Et, il y a juste quelques années, l’Article IX a été responsable d’une décision de justice qui a prononcé que le cheerleading, les majorettes des matchs de sports en Amérique, dominé par les femmes et parfois identifié à un a sport, n’en est en fait pas un.

—-
Article original titré 5 Stupid Government Interventions in Sports, publié le 02.09.2012 par reason.com.
Traduction : Hélène Picq et NdC pour Contrepoints.

Laisser un commentaire

  1. Armstrong restera le plus grand Chaplin cycliste de tous les temps .aucun contrôle durant ses années de pratique n’a prouvé qu’il prenait des substances interdites les seules accusations viennent de coéquipiers suceurs de roue sans talent ni classe jaloux du succès de leur leader hors norme, c’est toujours plus facile quand on est mauvais de critiquer que de travailler dur. j’espère que ces messieurs propres rendront eux aussi l’argent que lance Armstrong leur a permis de gagner durant leur carrière

    1. Que M.Armstrong autorise l’analyse des 4 échantillons du tour 2004 notamment celui du clm de l’alpe d’huez demandé avant la prescription des 8 ans et refusé par Armstrong et l’UCI dont les tests à l’époque ne permettaient pas la détection de la présence de traces d’epo et de transfusions. Là on pourra dire que tout cela est balivernes! Chiche?

  2. Trop tard ! On a tous vu Amstrong gagner , bourré ou pas ,il a gagné . Le destituer maintenant n’a aucun sens . Il fallait le coincer avant.
    Pour moi , il reste un grand champion.

  3. Armstrong est un grand champion, qui a beaucoup travaillé et qui avait un talent immense. Il a triché (et sans chercher je me rappelle bien au moins d’un contrôle positif), il s’est fait prendre, c’est comme ça. Le sport, c’est un peu comme le jeu, tout est autorisé dans les limites de certaines règles, on peut dire que comme tout spectacle il y a une représentation de l’organisation sociale, ses problématiques, sa libido… etc. Notons qu’il y a des activités libres de toute règle, ça n’est manifestement pas monétisable.
    On peut évidemment discuter des règles du jeu, ce qu’Armstrong ne fait pas : il spécule sur une position de non respect d’un contrat. Mais plus largement c’est la structure du spectacle sportif qui est en cause : on pourrait tout à fait imaginer l’autorisation du dopage à condition que le pharmacien monte sur le podium avec le sportif par exemple.
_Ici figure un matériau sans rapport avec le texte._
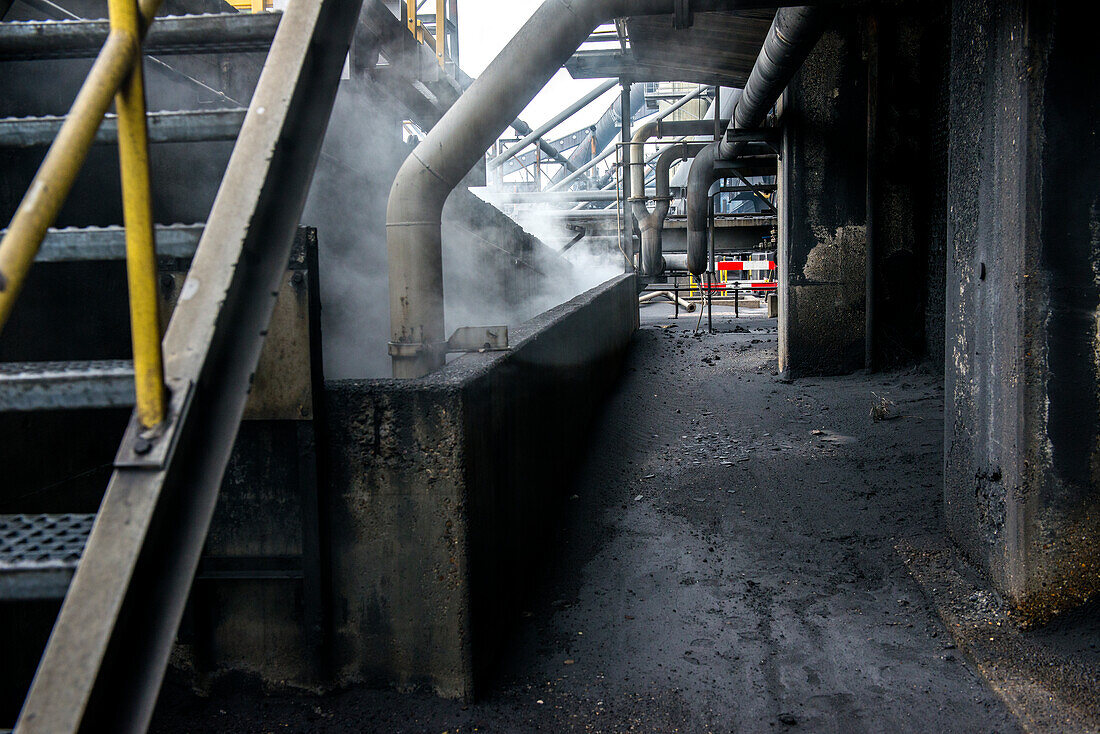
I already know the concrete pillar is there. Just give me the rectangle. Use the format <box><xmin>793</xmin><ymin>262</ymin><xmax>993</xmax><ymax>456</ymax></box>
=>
<box><xmin>779</xmin><ymin>13</ymin><xmax>867</xmax><ymax>376</ymax></box>
<box><xmin>945</xmin><ymin>0</ymin><xmax>1100</xmax><ymax>622</ymax></box>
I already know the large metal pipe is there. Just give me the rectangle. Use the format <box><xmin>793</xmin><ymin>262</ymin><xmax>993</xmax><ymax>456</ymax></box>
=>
<box><xmin>488</xmin><ymin>79</ymin><xmax>618</xmax><ymax>168</ymax></box>
<box><xmin>686</xmin><ymin>7</ymin><xmax>825</xmax><ymax>275</ymax></box>
<box><xmin>481</xmin><ymin>190</ymin><xmax>619</xmax><ymax>204</ymax></box>
<box><xmin>630</xmin><ymin>141</ymin><xmax>711</xmax><ymax>275</ymax></box>
<box><xmin>552</xmin><ymin>84</ymin><xmax>646</xmax><ymax>184</ymax></box>
<box><xmin>630</xmin><ymin>118</ymin><xmax>728</xmax><ymax>201</ymax></box>
<box><xmin>386</xmin><ymin>0</ymin><xmax>822</xmax><ymax>377</ymax></box>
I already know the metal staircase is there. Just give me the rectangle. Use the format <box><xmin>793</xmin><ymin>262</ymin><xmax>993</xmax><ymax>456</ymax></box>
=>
<box><xmin>0</xmin><ymin>0</ymin><xmax>361</xmax><ymax>733</ymax></box>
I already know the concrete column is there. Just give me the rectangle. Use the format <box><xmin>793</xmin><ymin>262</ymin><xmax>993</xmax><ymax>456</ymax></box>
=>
<box><xmin>779</xmin><ymin>14</ymin><xmax>867</xmax><ymax>376</ymax></box>
<box><xmin>945</xmin><ymin>0</ymin><xmax>1100</xmax><ymax>622</ymax></box>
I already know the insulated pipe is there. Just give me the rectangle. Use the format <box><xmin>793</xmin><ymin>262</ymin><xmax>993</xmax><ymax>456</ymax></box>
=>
<box><xmin>686</xmin><ymin>7</ymin><xmax>825</xmax><ymax>276</ymax></box>
<box><xmin>386</xmin><ymin>0</ymin><xmax>809</xmax><ymax>377</ymax></box>
<box><xmin>630</xmin><ymin>140</ymin><xmax>710</xmax><ymax>275</ymax></box>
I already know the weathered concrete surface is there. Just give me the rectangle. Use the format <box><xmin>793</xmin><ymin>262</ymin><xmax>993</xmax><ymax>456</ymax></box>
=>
<box><xmin>154</xmin><ymin>305</ymin><xmax>1025</xmax><ymax>734</ymax></box>
<box><xmin>778</xmin><ymin>13</ymin><xmax>867</xmax><ymax>376</ymax></box>
<box><xmin>945</xmin><ymin>0</ymin><xmax>1100</xmax><ymax>621</ymax></box>
<box><xmin>327</xmin><ymin>275</ymin><xmax>638</xmax><ymax>698</ymax></box>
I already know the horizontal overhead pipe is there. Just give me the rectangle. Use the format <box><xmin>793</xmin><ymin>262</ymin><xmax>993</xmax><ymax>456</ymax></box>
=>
<box><xmin>483</xmin><ymin>190</ymin><xmax>618</xmax><ymax>204</ymax></box>
<box><xmin>686</xmin><ymin>7</ymin><xmax>825</xmax><ymax>275</ymax></box>
<box><xmin>386</xmin><ymin>0</ymin><xmax>827</xmax><ymax>377</ymax></box>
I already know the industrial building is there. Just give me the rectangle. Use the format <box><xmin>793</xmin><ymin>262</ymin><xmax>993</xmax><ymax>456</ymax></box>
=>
<box><xmin>0</xmin><ymin>0</ymin><xmax>1100</xmax><ymax>734</ymax></box>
Sans transparence le spectateur se sent manifestement arnaqué, une simple autorisation pourrait bien le faire fuir. La concurrence (la fin de l’exclusivité de la retransmission télévisée + la liberté de diffusion brute) permettrait aussi de donner de la valeur à la construction du récit et d’une signification en général (disons qu’en l’état actuel ce n’est tout simplement pas possible).
    Là encore on peut noter qu’Armstrong ne se défend pas devant l’autorité qui contrôle le respect de ses contrats professionnels et sportifs (peut-être n’en a-t-il pas les moyens) mais devant ce qui représente sa vraie source de bénéfices : les médias de masse devant lesquels il veut montrer qu’il a bien respecté son contrat envers eux. Mais il y a toujours un tiers dans un contrat.

    Il y a évidemment d’autres modèles économiques que ceux du spectacle ou de produit du mass-media, comme le pari ; Armstrong ne semble pas se projeter dans ce dernier, il pourrait sans doute.

  4. Le plus rigolo est qu’il pas prouvé (scientifiquement ) que l’EPO ait un quelconque effet bénéfique sur les performances sportives par contre il est certain que l’éspérance de vie des dopés soit réduite fortement.